Question

A particle moves in the $xy$ plane as $v=a\hat{i}+bx\hat{j}$, where $\hat{i}$ and $\hat{j}$ are the unit vectors along $x$ and $y$ axis. The particle starts from origin at $t=0$. Find the radius of curvature of the particle as a function of $x$.

• A. $\frac{a^2+b^{2}x}{ba}$
• B. $\frac{a}{b}{[1+{\left(\frac{bx}{a}\right)}^2]}^{3/2}$
• C. $\frac{a}{b}{[1+{\left(\frac{ax}{b}\right)}^2]}^{3/2}$
• D. None of these

Answer 1

The correct option is B $\frac{a}{b}{[1+{\left(\frac{bx}{a}\right)}^2]}^{3/2}$

We have, $v_x=a,$ $v_y=bx$
or, $\frac{dx}{dt}=a,$ $\frac{dy}{dt}=bx$
Thus, $x=\int adt=at$ (because $x=0$ at $t=0$)
and $y=\int bxdt=\int b\left(at\right)dt=ab\frac{t^2}{2}$ (because $y=0$ at $t=0$).

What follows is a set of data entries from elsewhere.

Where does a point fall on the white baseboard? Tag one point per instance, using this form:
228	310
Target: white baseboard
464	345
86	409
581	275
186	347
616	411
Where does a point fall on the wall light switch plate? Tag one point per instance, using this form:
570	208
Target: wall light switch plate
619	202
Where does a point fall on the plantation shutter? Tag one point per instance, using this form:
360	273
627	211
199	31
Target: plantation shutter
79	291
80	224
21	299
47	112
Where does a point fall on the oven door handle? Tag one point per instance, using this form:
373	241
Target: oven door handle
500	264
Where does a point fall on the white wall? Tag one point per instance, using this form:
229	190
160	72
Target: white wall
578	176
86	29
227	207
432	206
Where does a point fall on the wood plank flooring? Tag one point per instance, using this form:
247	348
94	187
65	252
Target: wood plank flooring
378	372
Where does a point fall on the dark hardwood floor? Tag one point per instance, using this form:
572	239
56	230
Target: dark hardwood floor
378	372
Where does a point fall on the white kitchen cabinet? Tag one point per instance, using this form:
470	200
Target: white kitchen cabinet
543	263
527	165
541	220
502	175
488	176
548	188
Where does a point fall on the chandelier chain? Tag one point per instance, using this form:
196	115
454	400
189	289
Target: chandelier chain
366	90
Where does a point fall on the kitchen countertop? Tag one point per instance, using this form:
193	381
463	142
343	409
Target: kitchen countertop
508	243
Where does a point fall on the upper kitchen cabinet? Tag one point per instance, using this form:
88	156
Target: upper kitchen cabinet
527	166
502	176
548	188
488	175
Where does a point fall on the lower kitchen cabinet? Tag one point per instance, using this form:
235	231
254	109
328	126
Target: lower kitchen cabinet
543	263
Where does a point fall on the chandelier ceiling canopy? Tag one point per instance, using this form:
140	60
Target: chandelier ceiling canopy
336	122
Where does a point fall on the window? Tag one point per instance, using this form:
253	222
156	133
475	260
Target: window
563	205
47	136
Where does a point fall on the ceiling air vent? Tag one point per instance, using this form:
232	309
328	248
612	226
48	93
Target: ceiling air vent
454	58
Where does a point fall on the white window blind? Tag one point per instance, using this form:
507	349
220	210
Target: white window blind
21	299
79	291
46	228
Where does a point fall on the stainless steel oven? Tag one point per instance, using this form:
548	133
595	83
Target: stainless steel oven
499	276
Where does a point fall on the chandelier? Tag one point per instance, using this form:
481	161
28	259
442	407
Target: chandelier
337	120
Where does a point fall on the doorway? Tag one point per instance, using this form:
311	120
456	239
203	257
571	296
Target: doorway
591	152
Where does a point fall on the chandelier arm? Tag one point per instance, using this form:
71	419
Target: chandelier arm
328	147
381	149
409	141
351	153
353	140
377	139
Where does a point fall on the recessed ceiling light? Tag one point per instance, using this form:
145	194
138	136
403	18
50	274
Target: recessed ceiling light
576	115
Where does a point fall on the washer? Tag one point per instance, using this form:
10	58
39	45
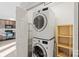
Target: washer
44	23
42	48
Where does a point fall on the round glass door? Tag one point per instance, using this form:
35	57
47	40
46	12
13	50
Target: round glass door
39	51
40	22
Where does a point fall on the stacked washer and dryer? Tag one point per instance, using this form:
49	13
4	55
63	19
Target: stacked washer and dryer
43	33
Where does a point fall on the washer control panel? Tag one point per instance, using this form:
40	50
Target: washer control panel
44	42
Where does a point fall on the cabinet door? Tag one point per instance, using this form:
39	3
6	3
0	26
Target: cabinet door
2	23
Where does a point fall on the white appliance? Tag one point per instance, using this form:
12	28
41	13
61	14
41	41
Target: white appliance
44	23
42	48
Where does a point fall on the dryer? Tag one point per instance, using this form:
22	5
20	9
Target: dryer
42	48
44	23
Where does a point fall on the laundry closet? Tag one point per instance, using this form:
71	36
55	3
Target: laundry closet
51	30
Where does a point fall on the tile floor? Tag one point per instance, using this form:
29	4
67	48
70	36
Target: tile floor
8	48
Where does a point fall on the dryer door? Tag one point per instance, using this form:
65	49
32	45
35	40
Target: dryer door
40	22
39	51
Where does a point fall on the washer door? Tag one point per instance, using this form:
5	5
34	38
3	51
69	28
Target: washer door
40	22
39	51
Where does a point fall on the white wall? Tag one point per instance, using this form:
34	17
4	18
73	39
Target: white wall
21	32
64	13
8	10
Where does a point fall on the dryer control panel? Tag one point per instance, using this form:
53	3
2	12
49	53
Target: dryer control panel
44	42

We can write this as $y=ab\frac{{\left(x/a\right)}^2}{2}=\frac{b{x}^2}{2a}$
Now, for a function $y=f\left(x\right)$, we have radius of curvature, $R=\frac{{[1+{\left(\frac{dy}{dx}\right)}^2]}^{3/2}}{|\frac{d^{2}y}{d{x}^2}|}$
Now, $\frac{dy}{dx}=\frac{bx}{a}$ and $\frac{d^{2}y}{d{x}^2}=\frac{b}{a}$

Putting these values in formula for $R$, we get,
$R=\frac{a}{b}{[1+{\left(\frac{bx}{a}\right)}^2]}^{3/2}$